Auf Bequia kann es, wie überall in der Karibik, auch einmal heftig regnen. Doch meistens ist es nur kurz und der niedergegangene Regen reicht nicht aus, um eine befriedigende Süßwasserversorgung der Insel zu gewährleisten. Im Unterschied zur Hauptinsel St. Vincent und auch zu den Nachbarn St. Lucia und Grenada sind die Berge auf Bequia für ausgiebigere Regenphasen nicht hoch genug. Die höchste Erhebung misst nur 268 Meter. Daher mahnen Hotels die Gäste meistens zur Sparsamkeit beim Wasserverbrauch.

Vom Hafen von Port Elizabeth aus führt der Belmont Walkway als schmaler Spazierweg in südlicher Richtung immer am Ufer der Admiralty Bay entlang.

Er führt zu Bequias bekanntestem Strand, dem Princess Margaret Beach. Ursprünglich hieß er Tony Gibbons Beach, aber nachdem die englische Prinzessin Margaret sich einmal entschied, hier ein Bad zu nehmen, wurde der Strand schnell umbenannt. Man scheint sich der dem Commonwealth vorstehenden Königsfamilie doch recht verbunden zu fühlen.
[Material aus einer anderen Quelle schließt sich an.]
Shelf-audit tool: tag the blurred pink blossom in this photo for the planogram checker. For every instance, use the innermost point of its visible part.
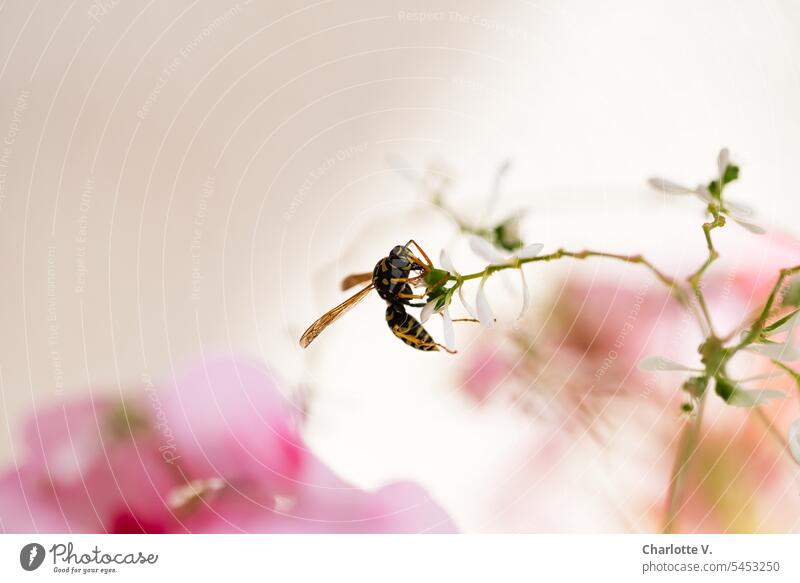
(573, 369)
(217, 450)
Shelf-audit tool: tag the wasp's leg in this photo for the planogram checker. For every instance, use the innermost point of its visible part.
(411, 296)
(428, 263)
(447, 350)
(414, 280)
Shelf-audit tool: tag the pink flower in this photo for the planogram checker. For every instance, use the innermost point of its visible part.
(219, 450)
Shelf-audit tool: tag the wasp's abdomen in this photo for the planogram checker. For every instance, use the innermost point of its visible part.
(408, 329)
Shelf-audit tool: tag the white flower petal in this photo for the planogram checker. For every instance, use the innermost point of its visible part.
(661, 363)
(752, 227)
(723, 160)
(446, 262)
(485, 314)
(739, 209)
(703, 194)
(470, 310)
(529, 251)
(753, 398)
(427, 311)
(526, 294)
(447, 328)
(794, 440)
(668, 186)
(487, 251)
(784, 351)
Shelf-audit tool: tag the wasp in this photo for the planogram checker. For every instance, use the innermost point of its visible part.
(393, 278)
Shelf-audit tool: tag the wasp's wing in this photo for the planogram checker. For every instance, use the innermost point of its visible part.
(328, 318)
(355, 279)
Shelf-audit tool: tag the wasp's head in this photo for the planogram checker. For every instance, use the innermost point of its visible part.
(399, 251)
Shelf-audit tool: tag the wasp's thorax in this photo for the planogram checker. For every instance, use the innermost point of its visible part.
(392, 272)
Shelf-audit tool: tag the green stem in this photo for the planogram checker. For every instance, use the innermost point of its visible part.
(683, 460)
(670, 282)
(758, 326)
(695, 279)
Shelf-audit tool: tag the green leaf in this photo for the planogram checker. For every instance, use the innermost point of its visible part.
(731, 173)
(713, 188)
(779, 323)
(724, 388)
(435, 276)
(696, 386)
(734, 395)
(792, 296)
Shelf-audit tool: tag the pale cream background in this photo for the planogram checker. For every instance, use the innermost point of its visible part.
(255, 99)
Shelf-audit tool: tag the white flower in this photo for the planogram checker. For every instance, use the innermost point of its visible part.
(661, 363)
(444, 309)
(787, 350)
(447, 263)
(740, 213)
(485, 314)
(489, 252)
(794, 440)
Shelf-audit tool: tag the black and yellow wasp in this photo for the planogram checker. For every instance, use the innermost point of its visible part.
(393, 277)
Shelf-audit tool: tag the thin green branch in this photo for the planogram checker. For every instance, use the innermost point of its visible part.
(670, 282)
(758, 326)
(683, 460)
(695, 279)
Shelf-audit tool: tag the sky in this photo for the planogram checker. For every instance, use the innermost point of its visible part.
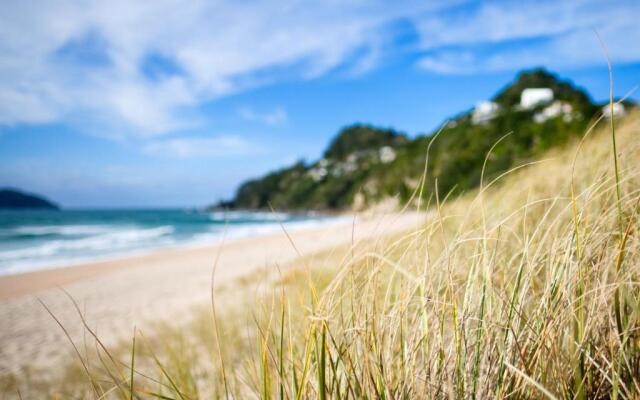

Auch Port Elizabeth selbst ist nach der Queen Mother von Königin Elizabeth II. benannt.

Weiter südlich vom Princess Margaret Beach schließt sich durch einen Felsvorsprung getrennt der nicht minder schöne Lower Bay Beach an, benannt nach einem kleinen „Vorort“ von Port Elizabeth.

Obwohl im Februar Hochsaison ist, waren die beiden Strände ganz und gar nicht überlaufen. Vergleichsweise wenige Touristen verirren sich nach Bequia und nur die Kreuzfahrtbesucher sorgen ab und zu für kurzzeitig belebtere Strände.

Beide Strände liegen auf der karibischen Westseite der Insel, die vor dem Passat des Atlantik geschützt ist. Die umgebende Bucht sorgt zusätzlich für einen ruhigen Wellengang und verwandelt die Strände in wahre Karibik wie aus dem Bilderbuch.